Y hasta sin ningún determinante como en la programación televisiva _Interessantes im Fernsehen_ o en este anuncio _Interessantes im Fernsehen zu Reisen und Urlaub_.

Saludos,


----------



## decubito

Hola!

En realidad mi última respuesta se refería más a una de mis preguntas iniciales: en alemán, "¿un adjetivo no puede complementar a un pronombre sin cambiar de categoría gramatical?", pues, al parecer, en español, según veo, sí es posible:

"Los adjetivos son modificadores de los sustantivos  comunes (_guayabas maduras, el pobre caballero, piadosas visiones alegóricas, un simple empleado_), de los infinitivos sustantivados  (_su  andar  cansino_:  §  26.2.1a) *y de algunos pronombres, como los indefinidos: Nada bueno sacarás de ello; No hay mucho interesante que contar o en Al mirarse en el espejo, sorprendió algo nuevo en su mirada, algo débil, inseguro (Torrente Ballester, Gozos).*" RAE Manual de la Nueva Gramática.

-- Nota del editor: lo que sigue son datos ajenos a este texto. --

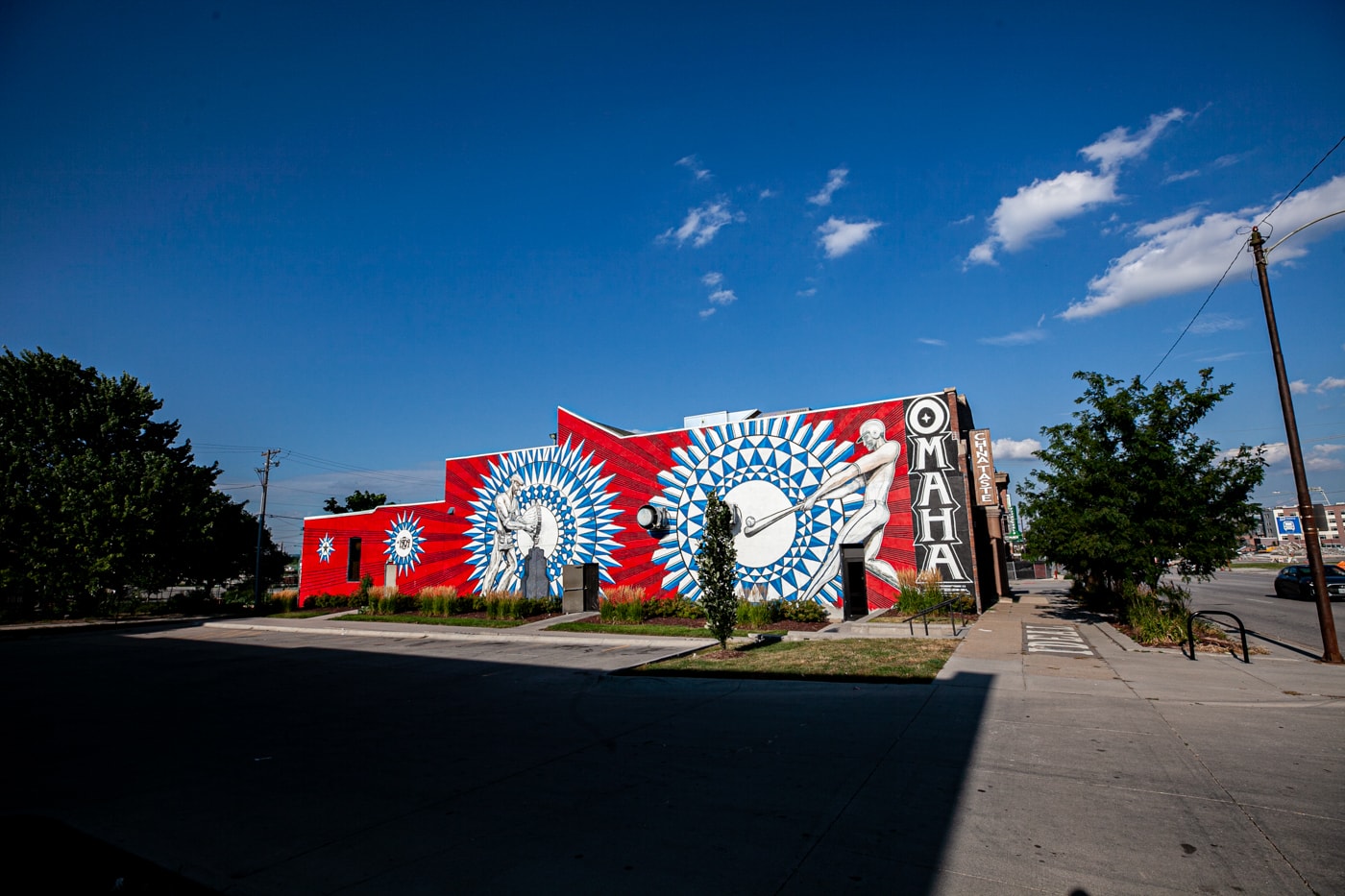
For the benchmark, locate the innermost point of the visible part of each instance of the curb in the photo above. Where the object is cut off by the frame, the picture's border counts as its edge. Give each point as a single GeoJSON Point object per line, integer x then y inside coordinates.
{"type": "Point", "coordinates": [483, 635]}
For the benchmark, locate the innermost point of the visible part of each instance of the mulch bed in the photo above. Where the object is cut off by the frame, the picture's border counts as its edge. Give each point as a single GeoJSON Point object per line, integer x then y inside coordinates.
{"type": "Point", "coordinates": [784, 624]}
{"type": "Point", "coordinates": [1204, 643]}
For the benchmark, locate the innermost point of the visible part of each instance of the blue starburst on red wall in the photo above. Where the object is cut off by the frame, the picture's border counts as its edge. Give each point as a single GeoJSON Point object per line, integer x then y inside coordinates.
{"type": "Point", "coordinates": [405, 543]}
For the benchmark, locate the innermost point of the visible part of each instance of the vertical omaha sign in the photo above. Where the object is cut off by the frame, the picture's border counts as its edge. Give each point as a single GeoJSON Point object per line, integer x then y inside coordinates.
{"type": "Point", "coordinates": [984, 470]}
{"type": "Point", "coordinates": [942, 529]}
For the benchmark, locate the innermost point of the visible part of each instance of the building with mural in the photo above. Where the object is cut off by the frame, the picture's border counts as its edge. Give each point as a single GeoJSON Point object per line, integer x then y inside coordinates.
{"type": "Point", "coordinates": [910, 479]}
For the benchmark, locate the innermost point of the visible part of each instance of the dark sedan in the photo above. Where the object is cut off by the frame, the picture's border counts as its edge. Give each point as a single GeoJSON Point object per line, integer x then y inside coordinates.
{"type": "Point", "coordinates": [1297, 581]}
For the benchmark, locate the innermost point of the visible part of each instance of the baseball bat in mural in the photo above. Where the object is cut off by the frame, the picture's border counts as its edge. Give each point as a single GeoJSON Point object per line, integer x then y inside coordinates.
{"type": "Point", "coordinates": [632, 506]}
{"type": "Point", "coordinates": [752, 525]}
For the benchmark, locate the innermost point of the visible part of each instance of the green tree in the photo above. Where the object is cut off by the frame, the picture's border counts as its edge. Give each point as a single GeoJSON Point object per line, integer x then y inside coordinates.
{"type": "Point", "coordinates": [96, 498]}
{"type": "Point", "coordinates": [716, 560]}
{"type": "Point", "coordinates": [226, 546]}
{"type": "Point", "coordinates": [356, 500]}
{"type": "Point", "coordinates": [1130, 489]}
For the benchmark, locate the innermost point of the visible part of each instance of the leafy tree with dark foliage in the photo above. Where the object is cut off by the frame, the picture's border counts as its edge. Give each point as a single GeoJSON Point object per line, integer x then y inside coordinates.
{"type": "Point", "coordinates": [355, 502]}
{"type": "Point", "coordinates": [96, 498]}
{"type": "Point", "coordinates": [1129, 487]}
{"type": "Point", "coordinates": [716, 560]}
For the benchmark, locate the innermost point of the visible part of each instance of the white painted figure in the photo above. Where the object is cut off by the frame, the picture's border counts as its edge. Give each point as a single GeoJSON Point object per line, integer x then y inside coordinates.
{"type": "Point", "coordinates": [873, 472]}
{"type": "Point", "coordinates": [504, 550]}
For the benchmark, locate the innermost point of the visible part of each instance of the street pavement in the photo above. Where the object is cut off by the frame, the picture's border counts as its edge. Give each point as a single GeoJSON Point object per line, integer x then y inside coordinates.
{"type": "Point", "coordinates": [1051, 757]}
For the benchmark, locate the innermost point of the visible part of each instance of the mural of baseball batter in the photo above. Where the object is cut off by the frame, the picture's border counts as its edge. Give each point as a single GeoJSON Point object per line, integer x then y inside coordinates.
{"type": "Point", "coordinates": [797, 486]}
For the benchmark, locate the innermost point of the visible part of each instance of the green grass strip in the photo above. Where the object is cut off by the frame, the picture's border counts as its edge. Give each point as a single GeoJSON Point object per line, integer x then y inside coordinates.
{"type": "Point", "coordinates": [473, 621]}
{"type": "Point", "coordinates": [635, 628]}
{"type": "Point", "coordinates": [851, 660]}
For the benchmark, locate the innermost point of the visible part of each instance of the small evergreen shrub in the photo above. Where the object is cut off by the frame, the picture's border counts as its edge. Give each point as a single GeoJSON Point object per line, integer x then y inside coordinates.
{"type": "Point", "coordinates": [807, 611]}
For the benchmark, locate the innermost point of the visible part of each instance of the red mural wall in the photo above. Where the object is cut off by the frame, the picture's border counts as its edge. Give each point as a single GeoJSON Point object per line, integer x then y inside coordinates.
{"type": "Point", "coordinates": [799, 483]}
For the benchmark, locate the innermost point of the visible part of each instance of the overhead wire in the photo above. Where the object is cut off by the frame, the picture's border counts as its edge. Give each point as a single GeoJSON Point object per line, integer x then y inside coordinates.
{"type": "Point", "coordinates": [1240, 249]}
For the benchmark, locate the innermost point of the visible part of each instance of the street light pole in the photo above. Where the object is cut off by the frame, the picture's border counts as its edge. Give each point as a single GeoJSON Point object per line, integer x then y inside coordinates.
{"type": "Point", "coordinates": [1311, 544]}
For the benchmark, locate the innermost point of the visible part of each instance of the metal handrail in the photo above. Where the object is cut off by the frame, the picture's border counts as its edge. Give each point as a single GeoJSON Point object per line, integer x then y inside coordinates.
{"type": "Point", "coordinates": [925, 613]}
{"type": "Point", "coordinates": [1207, 614]}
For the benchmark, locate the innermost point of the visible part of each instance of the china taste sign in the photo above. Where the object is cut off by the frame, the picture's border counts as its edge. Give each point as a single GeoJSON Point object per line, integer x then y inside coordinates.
{"type": "Point", "coordinates": [984, 469]}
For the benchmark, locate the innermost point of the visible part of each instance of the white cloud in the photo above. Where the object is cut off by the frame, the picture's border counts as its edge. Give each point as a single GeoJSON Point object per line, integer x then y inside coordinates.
{"type": "Point", "coordinates": [1015, 448]}
{"type": "Point", "coordinates": [1186, 252]}
{"type": "Point", "coordinates": [702, 222]}
{"type": "Point", "coordinates": [1118, 145]}
{"type": "Point", "coordinates": [1038, 208]}
{"type": "Point", "coordinates": [836, 180]}
{"type": "Point", "coordinates": [1274, 452]}
{"type": "Point", "coordinates": [840, 237]}
{"type": "Point", "coordinates": [1217, 323]}
{"type": "Point", "coordinates": [693, 164]}
{"type": "Point", "coordinates": [1318, 458]}
{"type": "Point", "coordinates": [1019, 338]}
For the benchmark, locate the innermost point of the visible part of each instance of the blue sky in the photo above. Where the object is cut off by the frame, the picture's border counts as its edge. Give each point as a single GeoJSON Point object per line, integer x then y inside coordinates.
{"type": "Point", "coordinates": [380, 234]}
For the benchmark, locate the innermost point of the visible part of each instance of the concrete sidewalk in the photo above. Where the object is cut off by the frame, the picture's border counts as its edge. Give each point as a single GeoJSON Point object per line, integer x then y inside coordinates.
{"type": "Point", "coordinates": [1142, 770]}
{"type": "Point", "coordinates": [1049, 757]}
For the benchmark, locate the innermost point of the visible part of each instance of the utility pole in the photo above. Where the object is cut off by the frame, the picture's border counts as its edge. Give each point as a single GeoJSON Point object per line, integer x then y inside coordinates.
{"type": "Point", "coordinates": [1331, 647]}
{"type": "Point", "coordinates": [264, 472]}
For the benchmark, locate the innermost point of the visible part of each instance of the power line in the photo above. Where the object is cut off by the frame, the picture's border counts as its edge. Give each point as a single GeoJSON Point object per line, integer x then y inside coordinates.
{"type": "Point", "coordinates": [1192, 323]}
{"type": "Point", "coordinates": [1301, 182]}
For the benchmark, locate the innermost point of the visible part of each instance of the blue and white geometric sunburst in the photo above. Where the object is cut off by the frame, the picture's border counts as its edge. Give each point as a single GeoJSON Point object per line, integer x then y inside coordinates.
{"type": "Point", "coordinates": [766, 469]}
{"type": "Point", "coordinates": [404, 543]}
{"type": "Point", "coordinates": [567, 493]}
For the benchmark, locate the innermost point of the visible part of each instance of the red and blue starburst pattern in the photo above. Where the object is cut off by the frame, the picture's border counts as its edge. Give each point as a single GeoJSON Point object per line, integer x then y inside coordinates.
{"type": "Point", "coordinates": [404, 543]}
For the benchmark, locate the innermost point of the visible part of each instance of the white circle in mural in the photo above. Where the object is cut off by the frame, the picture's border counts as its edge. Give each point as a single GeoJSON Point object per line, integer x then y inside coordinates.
{"type": "Point", "coordinates": [927, 416]}
{"type": "Point", "coordinates": [548, 534]}
{"type": "Point", "coordinates": [759, 498]}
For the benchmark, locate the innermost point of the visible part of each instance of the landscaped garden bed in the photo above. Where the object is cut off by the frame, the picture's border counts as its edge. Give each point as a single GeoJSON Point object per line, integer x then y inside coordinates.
{"type": "Point", "coordinates": [853, 660]}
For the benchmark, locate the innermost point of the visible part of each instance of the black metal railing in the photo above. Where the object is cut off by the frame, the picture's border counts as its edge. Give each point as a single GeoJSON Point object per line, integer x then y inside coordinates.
{"type": "Point", "coordinates": [951, 615]}
{"type": "Point", "coordinates": [1207, 614]}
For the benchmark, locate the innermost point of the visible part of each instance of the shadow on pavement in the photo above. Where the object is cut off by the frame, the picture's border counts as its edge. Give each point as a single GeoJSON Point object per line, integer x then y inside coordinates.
{"type": "Point", "coordinates": [265, 763]}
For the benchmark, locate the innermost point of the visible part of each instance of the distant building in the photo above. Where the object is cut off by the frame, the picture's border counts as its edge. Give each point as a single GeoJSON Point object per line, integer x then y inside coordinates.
{"type": "Point", "coordinates": [1287, 526]}
{"type": "Point", "coordinates": [910, 479]}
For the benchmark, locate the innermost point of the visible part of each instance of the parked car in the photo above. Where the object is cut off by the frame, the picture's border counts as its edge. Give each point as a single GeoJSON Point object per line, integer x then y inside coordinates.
{"type": "Point", "coordinates": [1297, 581]}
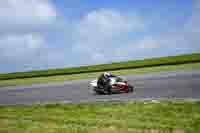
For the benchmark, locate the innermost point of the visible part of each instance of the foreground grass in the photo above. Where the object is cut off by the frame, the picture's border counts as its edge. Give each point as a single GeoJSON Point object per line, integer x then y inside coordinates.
{"type": "Point", "coordinates": [164, 117]}
{"type": "Point", "coordinates": [193, 66]}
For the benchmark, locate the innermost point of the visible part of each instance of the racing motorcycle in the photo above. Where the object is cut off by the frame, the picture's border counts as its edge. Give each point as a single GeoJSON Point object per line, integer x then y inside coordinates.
{"type": "Point", "coordinates": [116, 84]}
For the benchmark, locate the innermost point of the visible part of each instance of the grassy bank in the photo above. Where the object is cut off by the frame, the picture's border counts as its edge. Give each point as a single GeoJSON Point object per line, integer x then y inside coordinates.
{"type": "Point", "coordinates": [173, 60]}
{"type": "Point", "coordinates": [193, 66]}
{"type": "Point", "coordinates": [164, 117]}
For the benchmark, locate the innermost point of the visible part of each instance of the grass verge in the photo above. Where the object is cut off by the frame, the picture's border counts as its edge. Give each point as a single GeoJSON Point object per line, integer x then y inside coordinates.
{"type": "Point", "coordinates": [193, 66]}
{"type": "Point", "coordinates": [139, 117]}
{"type": "Point", "coordinates": [171, 60]}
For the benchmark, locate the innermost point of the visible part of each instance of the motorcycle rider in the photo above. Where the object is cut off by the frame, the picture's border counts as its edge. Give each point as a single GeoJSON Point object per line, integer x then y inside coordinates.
{"type": "Point", "coordinates": [103, 81]}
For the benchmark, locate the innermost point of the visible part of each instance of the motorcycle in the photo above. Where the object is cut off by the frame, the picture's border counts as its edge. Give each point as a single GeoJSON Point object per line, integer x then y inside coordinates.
{"type": "Point", "coordinates": [116, 84]}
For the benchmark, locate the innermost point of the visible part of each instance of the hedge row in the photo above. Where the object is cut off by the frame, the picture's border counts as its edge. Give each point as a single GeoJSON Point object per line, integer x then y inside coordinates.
{"type": "Point", "coordinates": [171, 60]}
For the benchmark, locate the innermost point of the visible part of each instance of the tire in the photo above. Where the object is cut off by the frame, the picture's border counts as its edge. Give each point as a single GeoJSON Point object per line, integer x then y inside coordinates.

Lo que no implica necesariamente que 



> ...y haría el análisis al revés, es decir que estos pronombres complementan  a los adjetivos ya nominalizados, o mejor dicho, determinan...



no se pueda aplicar también al español.



> A la pauta «_alles, etwas, nichts, viel, wenig_ + substantiviertes Adjektiv», yo le añadaría también esta otra «_das, dieses_ + substantiviertes Adjektiv»,



Y seguiríamos añadiendo _niemand, jemand_...  : http://www.canoo.net/services/Onlin...u/Pronomen.html#Anchor-Substantiviertes-35882 

Gracias totales.

Saludos!


----------



## kunvla

decubito said:


> En realidad mi última respuesta se refería más a una de mis preguntas iniciales: en alemán, "¿un adjetivo no puede complementar a un pronombre sin cambiar de categoría gramatical?", pues, al parecer, en español, según veo, sí es posible:
> 
> "Los adjetivos son modificadores de los sustantivos  comunes (_guayabas maduras, el pobre caballero, piadosas visiones alegóricas, un simple empleado_), de los infinitivos sustantivados  (_su  andar  cansino_:  §  26.2.1a) *y de algunos pronombres, como los indefinidos: Nada bueno sacarás de ello; No hay mucho interesante que contar o en Al mirarse en el espejo, sorprendió algo nuevo en su mirada, algo débil, inseguro (Torrente Ballester, Gozos).*" RAE Manual de la Nueva Gramática.


Sí lo puede, pero en tal caso los indefinidos deben ser sustandivados, y por tanto escribirse con mayúscula:

_kosmisches Nichts, ein gewisses Etwas, ein gewisser Jemand_.

Saludos,


----------